L'activité physique protège contre le risque de cancer lié au vieillissement biologique accéléré
Une étude portant sur 2 529 adultes révèle qu'un vieillissement biologique accéléré augmente le risque de cancer de 68 %, mais que l'activité physique élimine cette association.
Résumé
Des chercheurs ont analysé 2 529 adultes américains âgés de 50 ans et plus en utilisant l'horloge épigénétique DunedinPoAm pour mesurer le rythme du vieillissement biologique. Ceux dont le vieillissement était le plus rapide présentaient un risque de cancer 68 % plus élevé par rapport aux individus dont le vieillissement était le plus lent. Toutefois, ce risque accru n'a été observé que chez les personnes physiquement inactives — les personnes actives ne présentaient aucune association entre le rythme du vieillissement et le risque de cancer, ce qui suggère que l'exercice pourrait protéger contre le développement du cancer lié au vieillissement.
Résumé détaillé
Cette étude révolutionnaire montre comment le rythme du vieillissement biologique influence le risque de cancer et démontre le rôle protecteur de l'activité physique. À partir de données portant sur 2 529 adultes américains âgés de 50 ans et plus, les chercheurs ont utilisé l'horloge épigénétique DunedinPoAm — un outil de méthylation du DNA de pointe qui mesure la vitesse à laquelle une personne vieillit, plutôt que son âge biologique actuel.
Les résultats sont frappants : les individus appartenant au tertile le plus élevé de rythme de vieillissement biologique présentaient un risque de cancer accru de 68 % par rapport à ceux vieillissant le plus lentement. Pour chaque augmentation d'un écart-type du rythme de vieillissement, le risque de cancer augmentait de 21 %. Cette association restait significative même après ajustement pour l'âge, le sexe et d'autres facteurs de santé.
La découverte la plus marquante est apparue lorsque les chercheurs ont examiné les niveaux d'activité physique. L'augmentation du risque de cancer associée à un vieillissement biologique plus rapide était entièrement confinée aux individus physiquement inactifs, qui présentaient un risque de cancer supérieur de 52 % par écart-type d'augmentation du rythme de vieillissement. Fait remarquable, les participants physiquement actifs ne montraient aucune association significative entre le rythme de vieillissement et le risque de cancer.

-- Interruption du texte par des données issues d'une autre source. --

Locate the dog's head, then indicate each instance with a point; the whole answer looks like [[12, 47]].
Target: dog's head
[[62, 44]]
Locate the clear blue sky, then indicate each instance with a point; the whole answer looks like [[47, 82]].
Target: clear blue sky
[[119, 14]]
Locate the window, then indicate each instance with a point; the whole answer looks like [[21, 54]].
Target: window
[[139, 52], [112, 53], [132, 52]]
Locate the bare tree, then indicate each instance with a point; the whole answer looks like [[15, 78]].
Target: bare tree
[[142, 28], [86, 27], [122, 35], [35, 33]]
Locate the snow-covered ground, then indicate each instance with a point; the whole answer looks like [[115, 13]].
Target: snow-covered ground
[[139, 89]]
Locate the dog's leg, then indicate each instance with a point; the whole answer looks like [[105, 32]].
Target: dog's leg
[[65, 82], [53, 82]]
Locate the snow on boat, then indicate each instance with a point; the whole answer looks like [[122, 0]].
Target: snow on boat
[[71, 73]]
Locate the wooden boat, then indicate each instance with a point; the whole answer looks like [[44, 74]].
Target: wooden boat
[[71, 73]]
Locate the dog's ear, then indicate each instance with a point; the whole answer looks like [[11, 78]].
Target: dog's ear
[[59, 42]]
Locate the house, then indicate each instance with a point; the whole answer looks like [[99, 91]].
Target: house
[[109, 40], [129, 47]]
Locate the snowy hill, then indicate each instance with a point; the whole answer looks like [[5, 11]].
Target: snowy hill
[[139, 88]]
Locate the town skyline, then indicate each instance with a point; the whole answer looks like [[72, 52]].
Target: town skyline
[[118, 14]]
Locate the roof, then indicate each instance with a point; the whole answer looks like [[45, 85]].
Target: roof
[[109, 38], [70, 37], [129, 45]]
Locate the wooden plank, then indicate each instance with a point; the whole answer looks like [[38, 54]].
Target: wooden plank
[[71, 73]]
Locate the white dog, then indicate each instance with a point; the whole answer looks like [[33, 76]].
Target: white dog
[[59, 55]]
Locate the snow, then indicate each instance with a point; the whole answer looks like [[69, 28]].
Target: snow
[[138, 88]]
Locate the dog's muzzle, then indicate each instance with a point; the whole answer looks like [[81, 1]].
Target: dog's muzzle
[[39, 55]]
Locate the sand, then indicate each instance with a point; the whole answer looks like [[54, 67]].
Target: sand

L'âge jouait également un rôle modificateur — l'association vieillissement-cancer était la plus forte chez les adultes de plus de 65 ans, tandis que ceux âgés de 50 à 65 ans ne présentaient aucune relation significative. Cela suggère que l'impact du vieillissement biologique sur le risque de cancer pourrait s'intensifier avec l'avancée en âge chronologique.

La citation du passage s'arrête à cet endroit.